Before the new library emerges, is it safe to install (maybe force-install?) the packages from opensuse 12.2? Is it possible at all?

Which packages shall be installed from old opensuse?

Unless you submit a bug(bugzilla.novell.com) you may not get it
FAQ:- openSUSE:Submitting bug reports - openSUSE Wiki

If not done already, can someone please write a bug report on this, and note in the bug report the work around ?

I am curious: do you get exactly the same numerical outcome, assuming a comparison is meaningful?

A bug report has been submitted about a day ago. It refers to this thread in Forums.

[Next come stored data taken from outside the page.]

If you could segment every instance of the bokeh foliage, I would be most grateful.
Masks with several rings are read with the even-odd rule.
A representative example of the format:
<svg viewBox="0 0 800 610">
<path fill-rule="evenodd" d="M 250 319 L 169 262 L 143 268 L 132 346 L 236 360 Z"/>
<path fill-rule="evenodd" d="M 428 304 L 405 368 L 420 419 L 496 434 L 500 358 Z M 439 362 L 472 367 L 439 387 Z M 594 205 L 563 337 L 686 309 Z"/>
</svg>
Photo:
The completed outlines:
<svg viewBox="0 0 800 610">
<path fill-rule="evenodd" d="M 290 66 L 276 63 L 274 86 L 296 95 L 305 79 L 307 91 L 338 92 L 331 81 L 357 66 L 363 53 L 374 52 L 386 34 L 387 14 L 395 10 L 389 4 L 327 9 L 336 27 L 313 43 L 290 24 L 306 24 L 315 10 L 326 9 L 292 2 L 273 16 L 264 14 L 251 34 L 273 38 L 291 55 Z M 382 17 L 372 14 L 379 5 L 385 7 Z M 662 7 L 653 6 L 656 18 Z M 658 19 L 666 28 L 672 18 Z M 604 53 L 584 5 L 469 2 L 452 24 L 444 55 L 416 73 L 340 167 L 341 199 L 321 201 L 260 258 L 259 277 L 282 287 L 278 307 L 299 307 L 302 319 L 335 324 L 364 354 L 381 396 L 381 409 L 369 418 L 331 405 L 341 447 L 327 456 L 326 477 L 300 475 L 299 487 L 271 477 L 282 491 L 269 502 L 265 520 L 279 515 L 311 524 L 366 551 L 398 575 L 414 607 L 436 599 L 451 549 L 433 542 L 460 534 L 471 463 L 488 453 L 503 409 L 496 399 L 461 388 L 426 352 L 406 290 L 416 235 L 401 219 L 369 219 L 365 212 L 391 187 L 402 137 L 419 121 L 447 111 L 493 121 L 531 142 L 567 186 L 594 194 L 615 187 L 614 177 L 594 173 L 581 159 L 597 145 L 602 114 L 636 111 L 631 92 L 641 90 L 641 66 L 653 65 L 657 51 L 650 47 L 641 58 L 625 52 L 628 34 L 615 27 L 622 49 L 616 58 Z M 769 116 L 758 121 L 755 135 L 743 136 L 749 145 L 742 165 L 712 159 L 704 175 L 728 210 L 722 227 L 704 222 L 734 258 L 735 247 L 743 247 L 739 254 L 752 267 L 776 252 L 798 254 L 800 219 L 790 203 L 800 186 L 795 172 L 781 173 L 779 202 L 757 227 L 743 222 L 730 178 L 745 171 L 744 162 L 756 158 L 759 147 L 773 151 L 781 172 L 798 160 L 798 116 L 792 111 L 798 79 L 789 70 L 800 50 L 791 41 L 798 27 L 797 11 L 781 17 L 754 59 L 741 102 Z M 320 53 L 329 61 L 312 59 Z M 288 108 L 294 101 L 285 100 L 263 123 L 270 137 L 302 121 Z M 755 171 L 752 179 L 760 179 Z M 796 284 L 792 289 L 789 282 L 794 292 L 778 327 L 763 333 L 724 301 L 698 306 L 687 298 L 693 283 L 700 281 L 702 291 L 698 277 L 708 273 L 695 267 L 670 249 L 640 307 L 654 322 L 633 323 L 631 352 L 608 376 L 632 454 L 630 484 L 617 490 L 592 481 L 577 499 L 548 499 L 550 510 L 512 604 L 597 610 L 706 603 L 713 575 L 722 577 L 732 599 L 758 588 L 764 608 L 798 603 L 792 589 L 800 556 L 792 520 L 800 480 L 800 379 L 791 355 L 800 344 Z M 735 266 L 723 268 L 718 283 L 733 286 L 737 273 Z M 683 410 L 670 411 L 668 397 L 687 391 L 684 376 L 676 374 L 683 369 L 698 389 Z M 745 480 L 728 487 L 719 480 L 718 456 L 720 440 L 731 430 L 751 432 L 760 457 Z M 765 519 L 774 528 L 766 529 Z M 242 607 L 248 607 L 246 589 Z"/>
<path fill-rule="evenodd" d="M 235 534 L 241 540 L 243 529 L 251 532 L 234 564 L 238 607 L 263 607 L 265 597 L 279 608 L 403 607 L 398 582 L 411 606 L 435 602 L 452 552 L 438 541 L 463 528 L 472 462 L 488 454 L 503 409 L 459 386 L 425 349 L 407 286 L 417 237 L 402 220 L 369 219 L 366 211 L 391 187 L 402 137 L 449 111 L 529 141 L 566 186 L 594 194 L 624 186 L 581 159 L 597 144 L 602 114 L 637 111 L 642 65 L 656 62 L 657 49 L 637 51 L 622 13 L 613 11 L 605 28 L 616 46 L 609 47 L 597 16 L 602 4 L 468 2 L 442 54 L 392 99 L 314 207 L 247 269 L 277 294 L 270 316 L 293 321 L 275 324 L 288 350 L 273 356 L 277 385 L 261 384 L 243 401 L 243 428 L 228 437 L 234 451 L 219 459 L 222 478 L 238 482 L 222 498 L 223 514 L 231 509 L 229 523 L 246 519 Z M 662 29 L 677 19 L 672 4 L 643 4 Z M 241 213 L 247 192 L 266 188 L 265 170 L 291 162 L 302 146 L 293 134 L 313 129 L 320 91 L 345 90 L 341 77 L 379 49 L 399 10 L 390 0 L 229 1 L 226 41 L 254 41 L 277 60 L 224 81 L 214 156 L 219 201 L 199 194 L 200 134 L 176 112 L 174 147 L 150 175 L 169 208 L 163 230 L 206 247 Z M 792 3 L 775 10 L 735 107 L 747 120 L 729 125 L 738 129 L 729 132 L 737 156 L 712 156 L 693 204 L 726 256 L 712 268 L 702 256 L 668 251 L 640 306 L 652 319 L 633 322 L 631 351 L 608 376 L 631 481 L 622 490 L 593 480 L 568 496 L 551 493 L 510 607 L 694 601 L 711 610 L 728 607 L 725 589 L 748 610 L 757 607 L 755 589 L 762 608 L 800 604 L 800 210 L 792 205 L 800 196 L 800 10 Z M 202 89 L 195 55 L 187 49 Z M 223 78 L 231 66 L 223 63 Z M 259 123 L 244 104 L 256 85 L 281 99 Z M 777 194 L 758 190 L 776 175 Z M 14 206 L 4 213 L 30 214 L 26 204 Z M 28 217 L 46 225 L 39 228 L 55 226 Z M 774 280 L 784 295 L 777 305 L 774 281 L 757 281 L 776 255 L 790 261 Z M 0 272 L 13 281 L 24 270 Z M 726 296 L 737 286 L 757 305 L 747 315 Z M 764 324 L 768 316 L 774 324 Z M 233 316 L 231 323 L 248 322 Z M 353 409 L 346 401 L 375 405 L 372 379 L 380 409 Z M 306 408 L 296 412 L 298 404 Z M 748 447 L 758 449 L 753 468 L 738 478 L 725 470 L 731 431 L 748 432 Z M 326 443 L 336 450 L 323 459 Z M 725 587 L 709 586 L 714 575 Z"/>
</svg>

https://bugzilla.novell.com/show_bug.cgi?id=811546

Am 26.03.2013 20:16, schrieb trs123:
> Glad it’s not my ‘buggy code’ as some posters mentioned :slight_smile:
>
> I hope there will be a corrected version supplied through the online
> update soon so everyone will benefit.
>
You should file a bug report about this problem otherwise nobody will
fix it.
I can also do it later tonight.


PC: oS 12.3 x86_64 | i7-2600@3.40GHz | 16GB | KDE 4.10.0 | GTX 650 Ti
ThinkPad E320: oS 12.3 x86_64 | i3@2.30GHz | 8GB | KDE 4.10.0 | HD 3000
HannsBook: oS 12.3 x86_64 | SU4100@1.3GHz | 2GB | KDE 4.10.0 | GMA4500

Yes, exactly same numerical outcome.